Dear Editor: This letter is in response to the many letters to the editor regarding the teachers' strike. I started coaching football in 1998 as a community coach with Coquitlam.

Dear Editor:

This letter is in response to the many letters to the editor regarding the teachers' strike.

I started coaching football in 1998 as a community coach with Coquitlam. I moved to Burnaby Central as a teacher in 2000 and became head coach there in 2002. As a teacher, I am not a proponent of the B.C. Teachers' Federation, but, as a teacher, I must adhere to the union's goals and directions whether or not they are my own.

As a special education teacher of 33 years, I fully understand what they are attempting to achieve. As a coach, I am torn and thoroughly upset that my team is not practising while others are. I have no choice. Burnaby School District has informed me that we are not allowed to practise on the field behind our school. The fact that our helmets are locked up in the school is secondary.

My worry is that certain schools will continue to practise and play games while many of us will be forced to stand on the sidelines. This in itself causes issues with our players who are questioning our integrity because we will not or can not practise. How am I to convince those players that although this is not fair, we are in the right. If/when the strike is over, how can I take my team against another team that may have practised and played for weeks and ensure my parents that their son will be safe. I can't.
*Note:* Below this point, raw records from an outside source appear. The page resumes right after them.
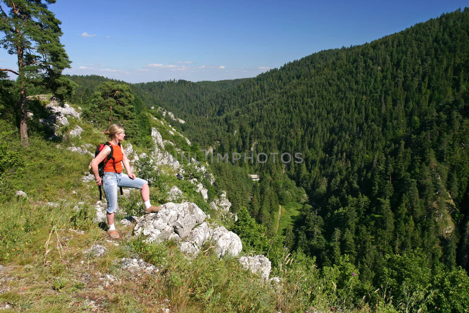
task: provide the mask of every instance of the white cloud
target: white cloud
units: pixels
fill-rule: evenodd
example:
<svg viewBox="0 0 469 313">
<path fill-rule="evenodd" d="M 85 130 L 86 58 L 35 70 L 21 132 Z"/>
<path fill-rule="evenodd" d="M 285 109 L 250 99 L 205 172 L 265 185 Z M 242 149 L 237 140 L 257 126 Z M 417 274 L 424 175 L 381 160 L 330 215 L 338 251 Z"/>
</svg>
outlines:
<svg viewBox="0 0 469 313">
<path fill-rule="evenodd" d="M 94 34 L 93 35 L 90 35 L 90 34 L 88 34 L 87 32 L 85 31 L 84 33 L 82 33 L 80 36 L 81 36 L 82 37 L 94 37 L 94 36 L 96 36 L 96 34 Z"/>
<path fill-rule="evenodd" d="M 100 71 L 106 71 L 106 72 L 121 72 L 121 69 L 100 69 Z"/>
<path fill-rule="evenodd" d="M 173 64 L 168 64 L 167 65 L 165 65 L 164 64 L 159 64 L 155 63 L 151 63 L 149 64 L 146 65 L 147 67 L 149 68 L 158 68 L 159 69 L 177 69 L 180 67 L 179 65 L 174 65 Z"/>
</svg>

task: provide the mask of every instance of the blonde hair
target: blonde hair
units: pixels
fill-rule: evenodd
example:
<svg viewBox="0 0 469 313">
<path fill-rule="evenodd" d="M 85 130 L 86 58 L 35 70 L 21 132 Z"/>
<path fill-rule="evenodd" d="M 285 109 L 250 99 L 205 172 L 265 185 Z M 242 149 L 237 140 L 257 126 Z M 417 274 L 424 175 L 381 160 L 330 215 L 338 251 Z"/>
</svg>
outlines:
<svg viewBox="0 0 469 313">
<path fill-rule="evenodd" d="M 121 124 L 113 124 L 110 125 L 103 132 L 109 136 L 111 139 L 114 138 L 116 134 L 121 134 L 124 132 L 124 126 Z"/>
</svg>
He won't be safe.

The British Columbia Secondary Schools Football Association (BCSSFA) has spent the last few years making sure that we understand concussions, have medical staff on the field, teach heads-up tackling etc., yet they allow this inequity to exist and place many players in the province at risk.

At present, I am working as an adjunct teaching professor/faculty advisor for UBC. I work with teacher candidates and help them to understand the complexities of being a teacher.
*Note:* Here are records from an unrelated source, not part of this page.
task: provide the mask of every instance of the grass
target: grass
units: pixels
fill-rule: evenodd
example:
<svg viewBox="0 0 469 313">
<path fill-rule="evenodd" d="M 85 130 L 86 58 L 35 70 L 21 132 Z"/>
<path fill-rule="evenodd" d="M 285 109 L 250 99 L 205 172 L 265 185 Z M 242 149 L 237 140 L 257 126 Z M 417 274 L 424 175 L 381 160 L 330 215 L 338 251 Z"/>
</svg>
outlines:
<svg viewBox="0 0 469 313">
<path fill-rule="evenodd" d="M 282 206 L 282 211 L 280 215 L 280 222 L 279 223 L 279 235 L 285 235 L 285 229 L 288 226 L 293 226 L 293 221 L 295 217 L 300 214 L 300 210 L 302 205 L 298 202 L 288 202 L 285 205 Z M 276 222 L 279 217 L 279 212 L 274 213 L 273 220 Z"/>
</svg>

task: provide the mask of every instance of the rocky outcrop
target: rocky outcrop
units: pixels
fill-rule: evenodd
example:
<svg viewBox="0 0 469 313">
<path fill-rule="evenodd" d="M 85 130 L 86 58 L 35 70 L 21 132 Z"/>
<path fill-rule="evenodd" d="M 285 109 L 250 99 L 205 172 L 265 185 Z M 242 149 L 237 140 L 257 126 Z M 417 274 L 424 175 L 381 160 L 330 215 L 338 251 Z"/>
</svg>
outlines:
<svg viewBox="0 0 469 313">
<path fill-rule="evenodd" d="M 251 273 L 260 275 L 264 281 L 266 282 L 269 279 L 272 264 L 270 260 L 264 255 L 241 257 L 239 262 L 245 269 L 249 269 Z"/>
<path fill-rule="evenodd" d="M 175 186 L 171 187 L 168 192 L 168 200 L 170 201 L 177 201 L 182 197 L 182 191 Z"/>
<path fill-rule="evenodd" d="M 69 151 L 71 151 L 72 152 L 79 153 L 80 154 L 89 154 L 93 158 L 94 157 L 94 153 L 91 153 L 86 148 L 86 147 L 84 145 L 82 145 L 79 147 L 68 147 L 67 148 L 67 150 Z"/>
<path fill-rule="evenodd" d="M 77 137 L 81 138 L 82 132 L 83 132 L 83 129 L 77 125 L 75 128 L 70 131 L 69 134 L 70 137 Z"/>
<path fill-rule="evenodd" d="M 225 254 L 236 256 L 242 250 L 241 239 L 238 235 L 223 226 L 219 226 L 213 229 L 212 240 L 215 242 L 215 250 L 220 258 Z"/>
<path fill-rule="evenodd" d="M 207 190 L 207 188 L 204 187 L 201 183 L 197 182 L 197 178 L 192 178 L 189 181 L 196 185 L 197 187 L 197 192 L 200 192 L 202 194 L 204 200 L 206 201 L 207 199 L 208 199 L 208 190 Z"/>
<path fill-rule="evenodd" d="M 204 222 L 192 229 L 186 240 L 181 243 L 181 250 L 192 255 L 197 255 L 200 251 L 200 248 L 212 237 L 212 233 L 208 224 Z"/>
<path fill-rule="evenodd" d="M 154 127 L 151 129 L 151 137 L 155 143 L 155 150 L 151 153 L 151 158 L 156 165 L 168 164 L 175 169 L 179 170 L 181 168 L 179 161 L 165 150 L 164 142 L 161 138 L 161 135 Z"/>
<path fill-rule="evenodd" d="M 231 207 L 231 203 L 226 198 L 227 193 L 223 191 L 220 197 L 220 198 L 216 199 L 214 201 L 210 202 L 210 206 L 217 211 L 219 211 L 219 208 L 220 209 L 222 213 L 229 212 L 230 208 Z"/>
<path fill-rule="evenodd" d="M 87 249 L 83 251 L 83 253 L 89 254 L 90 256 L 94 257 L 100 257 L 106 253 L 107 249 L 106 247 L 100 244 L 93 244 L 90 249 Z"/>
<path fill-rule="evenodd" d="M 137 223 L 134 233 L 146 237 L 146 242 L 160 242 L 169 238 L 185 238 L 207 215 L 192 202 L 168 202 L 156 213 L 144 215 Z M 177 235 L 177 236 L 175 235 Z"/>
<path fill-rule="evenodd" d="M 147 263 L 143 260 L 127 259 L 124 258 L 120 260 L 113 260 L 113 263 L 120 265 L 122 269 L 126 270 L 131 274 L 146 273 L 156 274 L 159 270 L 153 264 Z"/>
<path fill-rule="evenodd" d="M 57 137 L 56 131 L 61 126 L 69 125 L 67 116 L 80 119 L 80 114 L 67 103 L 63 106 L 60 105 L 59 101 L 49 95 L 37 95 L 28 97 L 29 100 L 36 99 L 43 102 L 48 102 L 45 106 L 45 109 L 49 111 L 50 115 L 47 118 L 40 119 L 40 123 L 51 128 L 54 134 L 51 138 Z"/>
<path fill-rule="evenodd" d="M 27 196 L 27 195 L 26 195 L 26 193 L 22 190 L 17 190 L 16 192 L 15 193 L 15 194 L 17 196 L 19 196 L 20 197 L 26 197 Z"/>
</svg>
One of the standards teachers profess to follow is: Educators value and care for all students and act in their best interests. How can this be if we are placing football players at risk?

There is another one: Educators are role models who act ethically and honestly. By letting players continue to practise and/or play, coaches are reinforcing that old, tiresome "jock" attitude of, "I'm a football player, I'm special."

People may dislike this strike, but so do so may of us in the system. However, it isn't easy to look in the eyes of a player and tell him that, although it is unfair that that coach is not adhering to the standards we are supposed to adhere to, I am and sometimes being right sucks.